東京・千代田区のビル空室率は2%台に

―三鬼と地所リアル、オフィス需給調査

 三鬼商事と三菱地所リアルエステートサービスは、東京中心部における2月時点のオフィスビルの需給動向を公表した。三鬼商事の都心5区における基準階面積100坪以上のビルを対象とした調査では、空室率が5・86%(前月比0・03㌽増)だった。地所リアルの延床面積3000坪以上の大規模ビルに対する調査によると、空室率は都心5区で5・88%(0・11㌽減)、品川区と江東区を加えた主要7区では6・00%(0・13㌽減)だった。両調査でともに、東京中心部で千代田区のみ、空室率が2%台まで低下した。

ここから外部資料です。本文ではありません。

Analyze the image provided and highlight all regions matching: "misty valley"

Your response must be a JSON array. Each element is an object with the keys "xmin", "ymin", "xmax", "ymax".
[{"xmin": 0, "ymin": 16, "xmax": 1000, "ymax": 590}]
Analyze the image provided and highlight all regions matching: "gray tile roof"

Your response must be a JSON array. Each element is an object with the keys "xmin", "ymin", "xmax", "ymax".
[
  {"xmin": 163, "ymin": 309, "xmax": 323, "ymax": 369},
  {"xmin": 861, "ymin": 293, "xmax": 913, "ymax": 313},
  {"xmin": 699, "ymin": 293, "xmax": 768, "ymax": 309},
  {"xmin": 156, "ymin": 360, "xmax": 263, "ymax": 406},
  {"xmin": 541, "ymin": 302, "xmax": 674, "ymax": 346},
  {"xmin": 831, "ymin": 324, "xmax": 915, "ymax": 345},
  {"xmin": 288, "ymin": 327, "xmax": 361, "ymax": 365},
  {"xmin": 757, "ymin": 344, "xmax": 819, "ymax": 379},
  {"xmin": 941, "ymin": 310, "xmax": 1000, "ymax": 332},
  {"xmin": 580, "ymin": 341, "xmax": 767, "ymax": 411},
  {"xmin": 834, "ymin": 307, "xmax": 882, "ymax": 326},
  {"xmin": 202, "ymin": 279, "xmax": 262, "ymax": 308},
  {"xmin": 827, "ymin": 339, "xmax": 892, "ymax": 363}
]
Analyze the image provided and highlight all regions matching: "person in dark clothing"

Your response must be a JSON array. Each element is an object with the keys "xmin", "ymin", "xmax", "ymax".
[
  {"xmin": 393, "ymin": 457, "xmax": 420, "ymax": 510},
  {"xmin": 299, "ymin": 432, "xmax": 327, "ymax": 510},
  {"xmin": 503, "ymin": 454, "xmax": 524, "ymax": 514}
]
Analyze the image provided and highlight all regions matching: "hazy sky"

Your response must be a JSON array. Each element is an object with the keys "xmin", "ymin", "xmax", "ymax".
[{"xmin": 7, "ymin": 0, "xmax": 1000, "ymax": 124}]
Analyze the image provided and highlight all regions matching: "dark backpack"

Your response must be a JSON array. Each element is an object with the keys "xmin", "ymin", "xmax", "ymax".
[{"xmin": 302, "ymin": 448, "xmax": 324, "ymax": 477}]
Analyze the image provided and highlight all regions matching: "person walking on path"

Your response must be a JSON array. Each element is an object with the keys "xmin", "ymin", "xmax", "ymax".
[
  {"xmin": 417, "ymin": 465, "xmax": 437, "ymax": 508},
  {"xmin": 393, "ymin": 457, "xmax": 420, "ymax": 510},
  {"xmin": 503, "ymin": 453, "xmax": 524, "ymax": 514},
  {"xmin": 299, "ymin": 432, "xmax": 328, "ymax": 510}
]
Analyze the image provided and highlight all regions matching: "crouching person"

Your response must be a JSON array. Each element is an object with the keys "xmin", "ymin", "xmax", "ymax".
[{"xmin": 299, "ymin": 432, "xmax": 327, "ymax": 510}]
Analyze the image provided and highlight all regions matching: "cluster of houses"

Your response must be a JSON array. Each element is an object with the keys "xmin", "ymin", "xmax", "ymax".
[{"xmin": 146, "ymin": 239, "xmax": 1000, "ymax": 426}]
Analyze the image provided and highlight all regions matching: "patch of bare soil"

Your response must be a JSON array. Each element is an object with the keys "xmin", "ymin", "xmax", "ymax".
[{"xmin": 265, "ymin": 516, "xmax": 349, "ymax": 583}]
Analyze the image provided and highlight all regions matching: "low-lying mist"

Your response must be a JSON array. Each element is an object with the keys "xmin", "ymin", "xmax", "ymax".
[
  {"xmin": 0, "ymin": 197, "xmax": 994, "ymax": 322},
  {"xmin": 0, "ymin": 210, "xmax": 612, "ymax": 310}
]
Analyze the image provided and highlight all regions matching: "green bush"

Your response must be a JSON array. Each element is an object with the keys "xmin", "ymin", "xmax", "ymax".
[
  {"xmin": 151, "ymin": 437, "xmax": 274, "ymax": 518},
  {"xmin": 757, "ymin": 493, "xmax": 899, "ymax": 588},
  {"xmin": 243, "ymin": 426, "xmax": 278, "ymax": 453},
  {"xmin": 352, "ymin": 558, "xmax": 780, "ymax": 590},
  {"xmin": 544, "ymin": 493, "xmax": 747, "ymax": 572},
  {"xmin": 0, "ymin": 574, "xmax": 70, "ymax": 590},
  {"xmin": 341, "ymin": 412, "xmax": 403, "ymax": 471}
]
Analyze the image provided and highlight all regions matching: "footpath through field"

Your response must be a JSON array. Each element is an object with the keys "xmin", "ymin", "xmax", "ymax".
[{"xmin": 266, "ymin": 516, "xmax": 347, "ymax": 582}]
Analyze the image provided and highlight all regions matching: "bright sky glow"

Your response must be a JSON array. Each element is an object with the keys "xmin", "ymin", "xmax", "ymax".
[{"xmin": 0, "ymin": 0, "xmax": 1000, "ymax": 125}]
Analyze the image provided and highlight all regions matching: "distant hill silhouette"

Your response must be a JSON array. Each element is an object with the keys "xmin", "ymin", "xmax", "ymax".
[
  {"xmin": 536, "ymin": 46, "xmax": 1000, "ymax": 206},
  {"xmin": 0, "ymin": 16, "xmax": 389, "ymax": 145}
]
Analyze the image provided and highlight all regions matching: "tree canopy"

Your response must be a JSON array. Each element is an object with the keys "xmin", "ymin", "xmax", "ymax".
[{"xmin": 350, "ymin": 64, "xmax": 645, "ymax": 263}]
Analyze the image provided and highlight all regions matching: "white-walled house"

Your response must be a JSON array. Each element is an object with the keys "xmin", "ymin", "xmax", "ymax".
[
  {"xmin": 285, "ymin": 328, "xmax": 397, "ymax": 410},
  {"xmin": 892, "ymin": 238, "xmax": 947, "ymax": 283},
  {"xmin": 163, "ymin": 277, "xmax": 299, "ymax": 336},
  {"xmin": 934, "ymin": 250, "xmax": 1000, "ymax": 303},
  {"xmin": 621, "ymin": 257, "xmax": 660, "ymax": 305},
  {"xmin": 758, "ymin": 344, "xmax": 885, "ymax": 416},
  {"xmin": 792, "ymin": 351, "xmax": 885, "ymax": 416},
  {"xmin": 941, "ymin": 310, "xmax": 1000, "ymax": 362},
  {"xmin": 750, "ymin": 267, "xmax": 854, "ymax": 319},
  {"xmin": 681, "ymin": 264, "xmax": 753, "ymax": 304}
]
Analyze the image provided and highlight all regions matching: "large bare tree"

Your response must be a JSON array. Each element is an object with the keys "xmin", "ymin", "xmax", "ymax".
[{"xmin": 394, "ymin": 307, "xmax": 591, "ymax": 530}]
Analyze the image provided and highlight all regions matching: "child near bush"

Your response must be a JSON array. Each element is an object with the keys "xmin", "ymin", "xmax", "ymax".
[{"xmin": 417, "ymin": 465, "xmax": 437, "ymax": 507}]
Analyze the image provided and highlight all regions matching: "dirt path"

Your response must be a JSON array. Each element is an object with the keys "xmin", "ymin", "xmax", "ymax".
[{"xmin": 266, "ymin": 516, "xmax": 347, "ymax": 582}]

 三鬼商事は、千代田区の空室率を2・96%(0・20㌽減)として、20年11月以来の2%台まで改善した。解約が小規模で館内増床などの成約もあり、空室率が低下した。他のエリアでは、新宿区が4・69%(0・16㌽減)、渋谷区が4・83%(0・27㌽増)など。港区は、大規模な募集開始や統合に伴う大型解約があったため、空室率は8・69%(0・20㌽増)まで上昇した。都心5区の共益費を含まない新規募集の坪当たり平均賃料は1万9776円(46円増)だった。

 地所リアルの調査をみると、千代田区の空室率は2・55%(0・11㌽減)だった。渋谷区が4・38%(0・24㌽増)となり、渋谷駅周辺の新築ビルの竣工や代々木エリアの大きな解約で前月より若干上昇した。坪当たりの平均募集賃料は、都心5区で2万9921円(477円減)、主要7区で2万7760円(416円減)。前年同月と比べると千代田区、港区、渋谷区が1500円以上も上昇したが、中央区は2万2033円(5114円減)と大幅に下落した。坪3万5000円超の床が埋まる一方、坪1万円台の募集も始まり、立地や築年数でニーズの差が二極化しているという。